= Dimitris Mytaras =

Greek artist

Dimitris Mytaras (Δημήτρης Μυταράς; 18 June 1934 – 16 February 2017) was a Greek artist who is considered one of the important painters of Greece during the 20th century.

His work was mainly inspired by the human figure, and a combination of naturalism and expressionism. From the 1960s onward, Mytaras moved in the direction of naturalism, while from 1975 an expressionistic approach became more and more marked in his output.

==Biography==
Dimitris Mytaras was born in 1934 in Chalcis. From 1953 till 1957, Mytaras studied at the Athens School of Fine Arts under Yiannis Moralis and Spyros Papaloukas. Leaving Greece in 1961 he studied stage design at the Ecole Nationale Superieure des Arts Decoratifs in Paris with Labicse and Jean-Louis Barrault on a three-year scholarship. Later in 1966, he returned to Athens, where in those 5 years from 1961 to 1966 he participated in the São Paulo Art Biennial and the Alexandria Biennial. Upon his return to Athens he held the retrospective "Study on a Mirror" at the Merlin Gallery, at a point when he was under heavy influence from abstraction, he went on to state that "In the end my deepest concern is with the idea of changing form" (in regards to his show). From 1964 till 1972, he directed the Interior Decoration Workshop of the Athens Technological Institute. Beginning in 1975, he taught at the Painting Workshop of the Athens School of Fine Arts. Mytaras participated in more than 30 international group shows, including the 1972 Venice Biennale. He was also a renowned scenic designer and worked for major Greek theaters, National Theatre of Greece and National Theatre of Northern Greece included.

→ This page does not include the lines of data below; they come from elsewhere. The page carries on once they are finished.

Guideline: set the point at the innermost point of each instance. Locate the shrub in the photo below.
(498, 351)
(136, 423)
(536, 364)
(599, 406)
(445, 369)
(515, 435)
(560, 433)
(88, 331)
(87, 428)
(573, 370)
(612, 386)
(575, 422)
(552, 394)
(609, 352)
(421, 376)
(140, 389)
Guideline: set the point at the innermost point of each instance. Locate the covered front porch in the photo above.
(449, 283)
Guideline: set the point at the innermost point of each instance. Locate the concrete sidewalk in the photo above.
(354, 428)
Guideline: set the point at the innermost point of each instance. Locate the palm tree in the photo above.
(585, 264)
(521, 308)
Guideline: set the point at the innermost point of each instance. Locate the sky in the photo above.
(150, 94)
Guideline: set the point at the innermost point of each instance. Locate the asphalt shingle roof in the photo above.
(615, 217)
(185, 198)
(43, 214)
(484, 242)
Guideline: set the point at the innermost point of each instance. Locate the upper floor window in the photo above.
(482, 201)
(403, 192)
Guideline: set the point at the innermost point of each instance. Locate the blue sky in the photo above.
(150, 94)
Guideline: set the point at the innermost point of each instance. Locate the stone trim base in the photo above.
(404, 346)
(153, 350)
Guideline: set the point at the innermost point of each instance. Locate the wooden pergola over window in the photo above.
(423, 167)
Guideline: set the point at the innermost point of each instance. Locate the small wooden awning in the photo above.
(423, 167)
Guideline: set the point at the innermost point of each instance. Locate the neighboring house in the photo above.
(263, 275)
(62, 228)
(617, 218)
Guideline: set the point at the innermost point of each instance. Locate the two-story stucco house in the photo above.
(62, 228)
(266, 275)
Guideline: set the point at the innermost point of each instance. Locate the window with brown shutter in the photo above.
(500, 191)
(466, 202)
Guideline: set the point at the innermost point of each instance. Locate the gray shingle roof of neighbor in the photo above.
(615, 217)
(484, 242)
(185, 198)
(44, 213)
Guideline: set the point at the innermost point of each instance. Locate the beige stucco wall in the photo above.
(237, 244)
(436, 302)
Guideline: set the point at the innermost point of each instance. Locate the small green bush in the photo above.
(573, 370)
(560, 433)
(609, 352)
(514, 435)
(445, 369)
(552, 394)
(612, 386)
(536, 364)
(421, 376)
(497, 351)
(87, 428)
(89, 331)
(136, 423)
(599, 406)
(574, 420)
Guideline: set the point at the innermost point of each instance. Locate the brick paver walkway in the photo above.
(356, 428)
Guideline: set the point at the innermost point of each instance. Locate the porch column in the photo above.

Mytaras died on 16 February 2017 in Athens following major health complications.

==Works==
During the time of the Greek military junta of 1967-1974, Mytaras sought to comment critically on Greek life through a series of realistic works entitled Photographic Documents.

Later in life he turned towards classical themes.

Mytaras was selected to create one of the official posters for the 2004 Summer Olympics in Athens.